Mentre gli stemmo innanzi, egli fissò un istante gli occhi in volto al mio ospite e poi li chinò tosto sopra il suo diletto cane. A me non fece la benchè minima attenzione.
“Ambrogio,” disse il padrone del castello, “voi m'avete del tutto dimenticato. E perchè non venite più a vedermi?
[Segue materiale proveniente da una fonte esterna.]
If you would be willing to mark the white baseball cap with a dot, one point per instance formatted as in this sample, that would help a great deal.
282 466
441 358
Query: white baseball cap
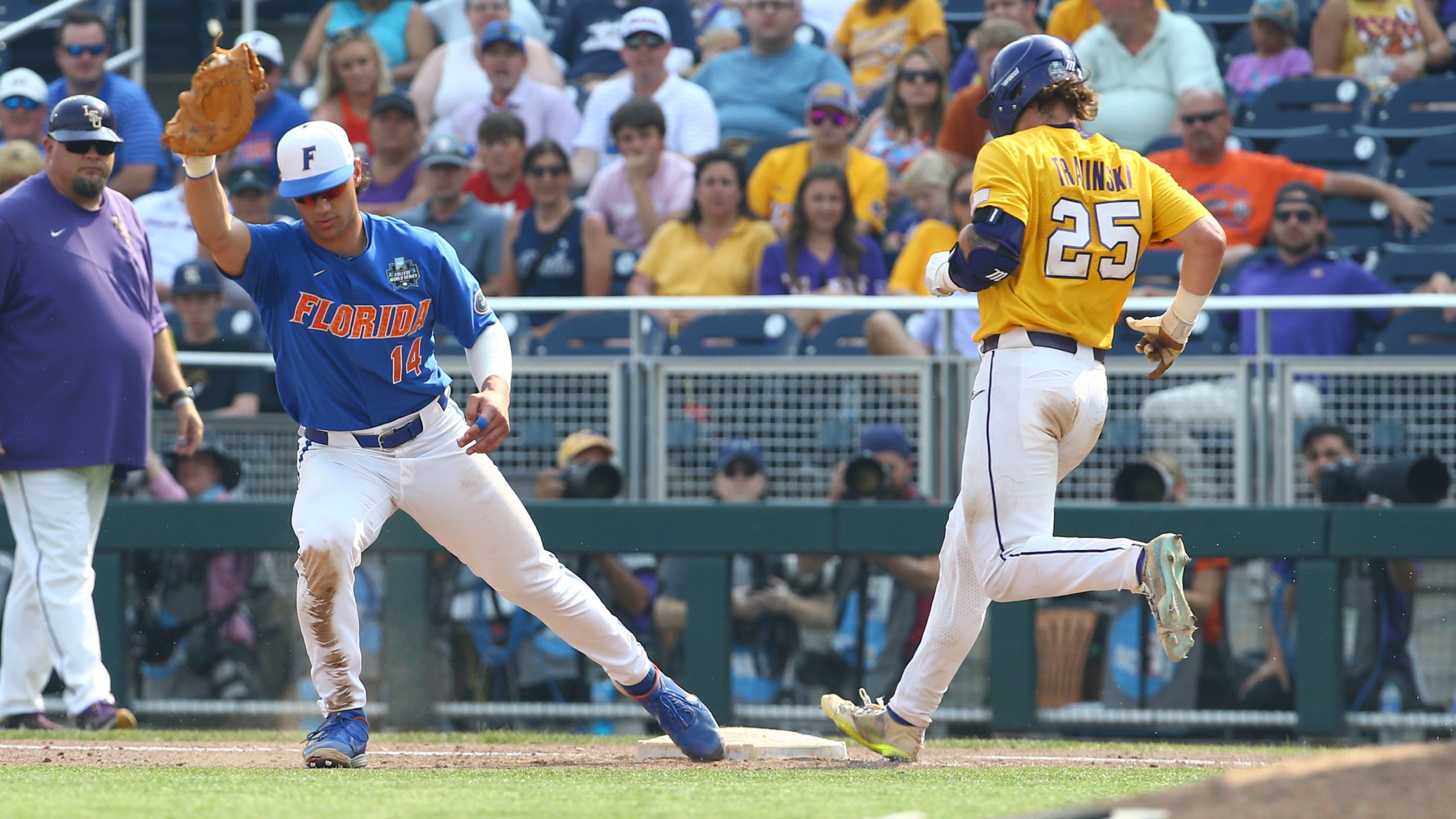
648 19
264 46
24 82
313 158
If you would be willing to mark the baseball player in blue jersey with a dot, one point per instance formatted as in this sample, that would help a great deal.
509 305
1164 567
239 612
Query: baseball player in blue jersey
350 302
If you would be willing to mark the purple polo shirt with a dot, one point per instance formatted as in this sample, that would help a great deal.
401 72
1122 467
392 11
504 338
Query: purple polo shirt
1305 333
77 318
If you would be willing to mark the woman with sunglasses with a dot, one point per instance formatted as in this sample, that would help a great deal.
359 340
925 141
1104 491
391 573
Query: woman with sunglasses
452 75
713 251
912 115
552 248
399 27
830 120
350 85
823 254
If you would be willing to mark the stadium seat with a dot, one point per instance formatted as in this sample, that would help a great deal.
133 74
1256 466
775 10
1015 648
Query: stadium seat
1359 225
597 334
1218 11
737 334
1340 152
1443 226
1418 333
1407 270
1305 107
1169 142
963 12
1411 110
1428 168
841 336
623 264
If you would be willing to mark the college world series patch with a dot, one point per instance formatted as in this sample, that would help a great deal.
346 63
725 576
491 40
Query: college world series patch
402 273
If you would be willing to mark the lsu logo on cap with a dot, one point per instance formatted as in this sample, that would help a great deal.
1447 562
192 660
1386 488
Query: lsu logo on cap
313 158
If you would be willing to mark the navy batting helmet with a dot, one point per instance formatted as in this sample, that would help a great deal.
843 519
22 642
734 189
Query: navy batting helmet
1020 72
82 118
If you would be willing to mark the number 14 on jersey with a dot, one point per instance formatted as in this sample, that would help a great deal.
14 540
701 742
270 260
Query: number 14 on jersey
404 363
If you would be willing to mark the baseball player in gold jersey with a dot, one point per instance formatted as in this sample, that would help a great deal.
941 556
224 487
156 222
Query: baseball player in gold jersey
1059 225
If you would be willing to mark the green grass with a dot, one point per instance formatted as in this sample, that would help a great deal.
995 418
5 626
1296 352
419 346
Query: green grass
711 793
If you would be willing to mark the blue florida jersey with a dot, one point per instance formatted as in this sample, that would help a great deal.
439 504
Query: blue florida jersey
354 336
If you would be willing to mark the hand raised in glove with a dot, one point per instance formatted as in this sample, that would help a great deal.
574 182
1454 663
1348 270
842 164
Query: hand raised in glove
217 113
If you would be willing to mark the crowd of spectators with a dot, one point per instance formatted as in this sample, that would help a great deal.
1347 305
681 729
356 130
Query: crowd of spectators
766 146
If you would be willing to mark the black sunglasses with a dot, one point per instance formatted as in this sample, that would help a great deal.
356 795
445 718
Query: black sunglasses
926 76
643 38
1298 214
100 146
1206 117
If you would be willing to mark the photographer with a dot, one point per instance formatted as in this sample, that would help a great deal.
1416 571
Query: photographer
1156 477
896 589
1376 602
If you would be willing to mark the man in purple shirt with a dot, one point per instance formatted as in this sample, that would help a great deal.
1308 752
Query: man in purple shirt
84 340
1299 266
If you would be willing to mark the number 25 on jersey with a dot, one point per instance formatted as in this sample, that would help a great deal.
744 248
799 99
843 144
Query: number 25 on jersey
1108 234
407 363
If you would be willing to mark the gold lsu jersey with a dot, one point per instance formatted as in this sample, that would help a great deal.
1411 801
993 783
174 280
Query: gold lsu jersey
1091 209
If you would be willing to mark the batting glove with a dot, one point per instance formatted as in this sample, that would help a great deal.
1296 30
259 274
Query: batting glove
938 276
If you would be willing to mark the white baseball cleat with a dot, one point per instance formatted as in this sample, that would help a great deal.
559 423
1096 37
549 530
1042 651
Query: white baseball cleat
872 726
1164 561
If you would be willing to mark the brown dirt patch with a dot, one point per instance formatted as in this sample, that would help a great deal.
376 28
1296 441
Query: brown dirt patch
1410 781
121 752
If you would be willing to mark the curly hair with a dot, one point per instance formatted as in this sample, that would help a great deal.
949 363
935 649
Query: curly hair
1075 95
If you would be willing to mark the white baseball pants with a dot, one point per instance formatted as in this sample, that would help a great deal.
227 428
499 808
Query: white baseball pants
347 493
48 615
1036 413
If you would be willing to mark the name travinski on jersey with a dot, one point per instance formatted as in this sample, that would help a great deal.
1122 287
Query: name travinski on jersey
1093 175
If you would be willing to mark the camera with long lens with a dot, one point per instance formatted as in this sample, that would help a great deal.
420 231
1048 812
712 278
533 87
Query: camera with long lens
1416 478
1143 481
865 477
592 481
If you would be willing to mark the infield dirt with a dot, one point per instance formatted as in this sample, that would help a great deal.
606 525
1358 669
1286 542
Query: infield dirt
121 751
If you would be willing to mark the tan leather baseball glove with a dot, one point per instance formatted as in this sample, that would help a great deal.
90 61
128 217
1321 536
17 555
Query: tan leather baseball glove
217 113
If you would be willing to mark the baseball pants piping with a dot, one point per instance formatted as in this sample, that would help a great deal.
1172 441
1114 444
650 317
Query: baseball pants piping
1036 413
48 615
347 493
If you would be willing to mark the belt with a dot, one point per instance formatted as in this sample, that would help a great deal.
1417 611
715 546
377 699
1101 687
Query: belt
399 436
1041 338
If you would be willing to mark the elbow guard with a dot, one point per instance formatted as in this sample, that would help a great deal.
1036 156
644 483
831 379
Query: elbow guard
996 254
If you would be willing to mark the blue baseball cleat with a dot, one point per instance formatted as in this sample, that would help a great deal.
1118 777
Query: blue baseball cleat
683 716
340 742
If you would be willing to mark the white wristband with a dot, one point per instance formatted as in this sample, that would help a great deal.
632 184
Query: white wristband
198 167
1183 314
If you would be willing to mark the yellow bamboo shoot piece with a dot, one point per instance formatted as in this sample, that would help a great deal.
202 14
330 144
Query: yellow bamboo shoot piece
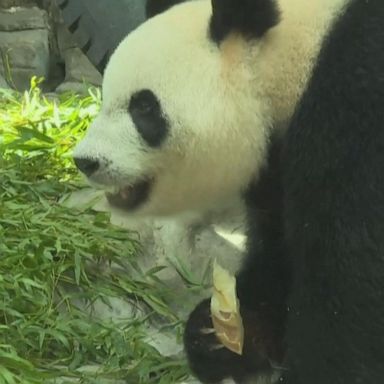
225 310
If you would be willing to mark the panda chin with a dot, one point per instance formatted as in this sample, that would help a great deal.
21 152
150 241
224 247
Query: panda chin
131 196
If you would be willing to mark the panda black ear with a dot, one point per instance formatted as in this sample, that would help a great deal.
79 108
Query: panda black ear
154 7
251 18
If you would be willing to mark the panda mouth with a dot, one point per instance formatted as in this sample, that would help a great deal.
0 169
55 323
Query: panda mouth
130 196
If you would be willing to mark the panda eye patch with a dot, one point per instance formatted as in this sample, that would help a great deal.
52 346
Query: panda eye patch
148 117
143 102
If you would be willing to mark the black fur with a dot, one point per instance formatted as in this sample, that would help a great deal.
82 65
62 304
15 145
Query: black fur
154 7
321 221
266 275
146 113
334 208
251 18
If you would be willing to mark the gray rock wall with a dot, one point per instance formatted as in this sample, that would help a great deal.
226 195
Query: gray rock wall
34 42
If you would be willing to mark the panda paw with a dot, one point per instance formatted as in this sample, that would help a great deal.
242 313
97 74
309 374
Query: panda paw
209 360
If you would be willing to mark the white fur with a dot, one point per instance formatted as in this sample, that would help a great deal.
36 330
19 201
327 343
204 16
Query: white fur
220 103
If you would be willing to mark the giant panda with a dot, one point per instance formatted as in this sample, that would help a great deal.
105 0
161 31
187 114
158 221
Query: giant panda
281 102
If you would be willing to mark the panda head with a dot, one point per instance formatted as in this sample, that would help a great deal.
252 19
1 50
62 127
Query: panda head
184 120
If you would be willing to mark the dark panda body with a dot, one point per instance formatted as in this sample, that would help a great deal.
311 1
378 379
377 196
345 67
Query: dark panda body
221 80
315 266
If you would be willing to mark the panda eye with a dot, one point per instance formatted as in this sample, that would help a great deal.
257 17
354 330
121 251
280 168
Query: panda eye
143 103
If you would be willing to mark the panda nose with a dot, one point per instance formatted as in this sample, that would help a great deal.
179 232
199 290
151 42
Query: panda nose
87 165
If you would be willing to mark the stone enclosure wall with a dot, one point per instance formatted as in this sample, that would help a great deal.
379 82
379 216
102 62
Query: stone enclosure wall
34 41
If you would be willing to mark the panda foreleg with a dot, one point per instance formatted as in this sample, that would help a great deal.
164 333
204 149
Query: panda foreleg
262 286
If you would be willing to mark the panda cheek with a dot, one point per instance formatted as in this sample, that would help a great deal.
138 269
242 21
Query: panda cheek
153 130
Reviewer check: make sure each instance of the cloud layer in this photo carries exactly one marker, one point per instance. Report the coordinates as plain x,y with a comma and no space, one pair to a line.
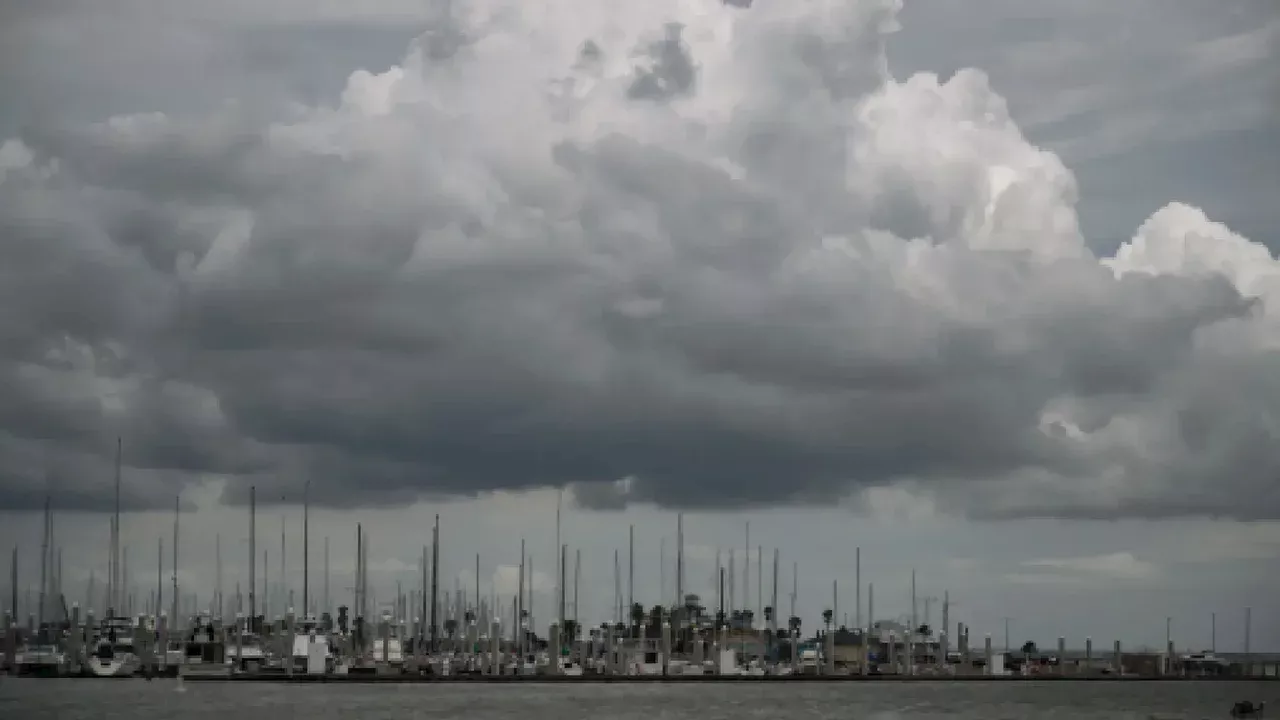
672,251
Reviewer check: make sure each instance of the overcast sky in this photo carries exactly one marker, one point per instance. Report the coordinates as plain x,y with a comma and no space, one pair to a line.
988,290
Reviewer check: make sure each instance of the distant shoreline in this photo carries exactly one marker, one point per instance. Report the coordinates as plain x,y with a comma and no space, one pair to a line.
625,679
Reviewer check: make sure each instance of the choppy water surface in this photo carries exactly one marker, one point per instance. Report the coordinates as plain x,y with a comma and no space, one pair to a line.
163,700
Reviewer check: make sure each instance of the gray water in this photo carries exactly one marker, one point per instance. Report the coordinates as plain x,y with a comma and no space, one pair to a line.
167,700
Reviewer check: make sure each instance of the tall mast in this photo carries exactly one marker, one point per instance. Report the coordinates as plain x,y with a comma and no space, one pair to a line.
858,580
577,570
435,578
560,596
775,601
252,554
520,589
795,584
159,575
218,578
176,507
284,577
306,550
680,561
746,570
113,596
357,589
44,566
13,583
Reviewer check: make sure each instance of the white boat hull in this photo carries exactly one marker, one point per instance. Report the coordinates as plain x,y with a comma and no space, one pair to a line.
115,666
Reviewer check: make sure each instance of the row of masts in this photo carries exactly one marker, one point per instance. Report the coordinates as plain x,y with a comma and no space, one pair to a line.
119,600
426,604
119,597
Una bottiglia di quel vino che vi piace è sempre lì ad aspettarvi.”
Quell'uomo fece il suo sorriso da scemo.
“Grazie,” rispose, “grazie tante!”
E si pose ad accarezzare il cane colla destra.
“Ricordatevene,” soggiunse il proprietario, “e a rivederci.”
“A rivederci:“ ripetè come un'eco l'omiciattolo, mentre il mio amico mi dava la spinta per avviarci ambedue.
“Chi è quell'originale?” domandai appena fummo un po' lontani.
“È il maestro di scuola del villaggio:” mi rispose. “Un essere misterioso, la cui vita è forse un romanzo.”
“Oh! oh! un romanzo!” esclamai: “rara avis, di cui andiamo a caccia noi scribacchiatori, senza poterla trovare il più spesso… E voi, naturalmente, lo sapete codesto suo romanzo?”
“Poco… Ne so forse l'epilogo, che venne a concludersi qui. Costui è il solo forestiero, a memoria d'uomo, che sia venuto a stabilirsi in questo remoto paesello, e il solo degli abitanti de' cui fatti non si sappia nulla. La sua esistenza, dacchè vive con noi, non ha vicende; e il suo passato prima che qui venisse è un mistero, intorno a che non ha mai voluto dare la menoma spiegazione e su cui non ama che lo s'interroghi.
“È molto tempo ch'egli è qui?”
“Ormai trent'anni. Me ne ricordo come se fosse ieri quando è arrivato. Ero giovanissimo e viveva il mio buon padre, allora…”
Stette alquanto sopra sè, e poi soggiunse:
“Oh sentite; io racconterò tutto quello che ne so; voi aggiungendovi le frangie, come siete soliti di fare voi altri romanzieri, e inventando quanto basti per riempire le lacune, potrete forse fare di costui il protagonista d'un racconto.”
“Da bravo, narratemi quel che sapete.”
E il mio amico così cominciò a favellare.